At the age of 81, you would think it was time for her to put her feet up, but the textile designer has just launched a range of wallpaper that feature sketches she made in the 1950s.

Wendy explains: “After I got married, Geoffrey’s work sent him all over the place. We lived in Germany and America and lived in nine different houses in ten years. “It was great fun. We had three little girls and a boy. This did all get in the way of doing design, but I did continue going to art classes.”

Launched at the Warner Textile Archive in Braintree, which was formerly a silk weaving business, the wallpaper range was based on designs made while she was training and working for Courtaulds, the prestigious fabric manufacturer. She filed the sketches away in her battered old portfolio, only to rediscover them years later.

They include repeat patterns of everyday scenes, such as lovers on a park bench, umbrellas and the New York skyline. They will be sold online from the Warner Textile Archive website and by retailers across the country.

Based at the company’s offices in central London, Wendy, then aged 20, was sent up to Courtauld’s Halstead mill as part of her training, where she met her future husband.

“Eighteen months later and we were married and we had a child straight away, which was absolutely foolish,” she laughs. “But I have no regrets.”

Four children, eight grandchildren and 60 years of marriage later, Wendy is back at work.
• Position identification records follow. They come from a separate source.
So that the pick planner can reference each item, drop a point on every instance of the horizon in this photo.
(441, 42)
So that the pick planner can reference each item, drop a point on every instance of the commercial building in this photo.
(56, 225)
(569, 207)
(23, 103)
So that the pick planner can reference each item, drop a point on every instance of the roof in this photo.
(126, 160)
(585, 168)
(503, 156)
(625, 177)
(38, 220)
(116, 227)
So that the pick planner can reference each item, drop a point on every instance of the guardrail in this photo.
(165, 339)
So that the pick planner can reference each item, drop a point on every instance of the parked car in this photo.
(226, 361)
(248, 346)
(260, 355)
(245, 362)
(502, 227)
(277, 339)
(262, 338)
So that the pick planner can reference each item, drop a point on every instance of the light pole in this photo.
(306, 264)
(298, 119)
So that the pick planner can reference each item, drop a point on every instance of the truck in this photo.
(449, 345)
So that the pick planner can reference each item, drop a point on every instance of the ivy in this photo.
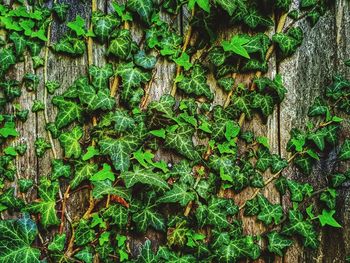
(114, 141)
Wendy’s daughter originally rediscovered the designs and showed them to a friend, who happened to design rugs. Wendy sold some of her designs to the company and the work has been flowing since.

Wendy and her work then appeared in a six-page spread in World of Interiors magazine.

She says: “It was amazing. From that day on, my life has not been the same. Everything has turned upside down and it made me think – I am too old for this!”

Her designs have now been made into fabrics, stationery and cards.

But she admits she is enjoying every minute and looks upon it as her chance to develop her career, which she put on hold while she had children.

Wendy, who lived in Coggeshall Road, in Braintree for 18 months as part of her husband’s work with Courtaulds, has enjoyed a colourful life and has been able to use her experiences in her designs.

Having grown up in south London, Wendy, her two sisters and mother were evacuated to Hove, near Brighton, when she was eight. Wendy’s recollection of the war is crisp and clear, from the “wonderful Victorian villa” they lived in, to returning to London to find their house had been bombed. But one memory is particularly poignant, says Wendy.

“When we were in Hove, the beaches were all blocked off. So we went to the Downs and watched the Dunkirk evacuation, when the British had to retreat.

“They were helped across the Channel by anyone who had a boat. It was amazing to see all these boats floating across the water – it is the most stark recollection in my life.”

After the war, Wendy studied at the Croydon Art School and was taken on by Courtaulds, a textile factory, which at the time had its headquarters in St Martin’s Le Grand, on the sixth floor of a building overlooking London. Of course, at the time St Paul’s was the highest building in London,” laughs Wendy.

Not one to sit around, Wendy used what spare time she had from being a mother, and spent eight years serving on Daventry Council, an experience that makes her eyes light up.

“It was great fun. All these people would shout at each other. I used to love fighting it out with the other councillors!

“I left because I didn’t get on the policy and resources committee and was a bit resentful – but I got into painting instead,” says Wendy, who has also studied for a Masters of philosophy from Nottingham University.

But now it is Wendy’s turn to pick up her career, and Geoffrey is more than happy to play chauffeur.

“Geoffrey drives me around now,” she laughs.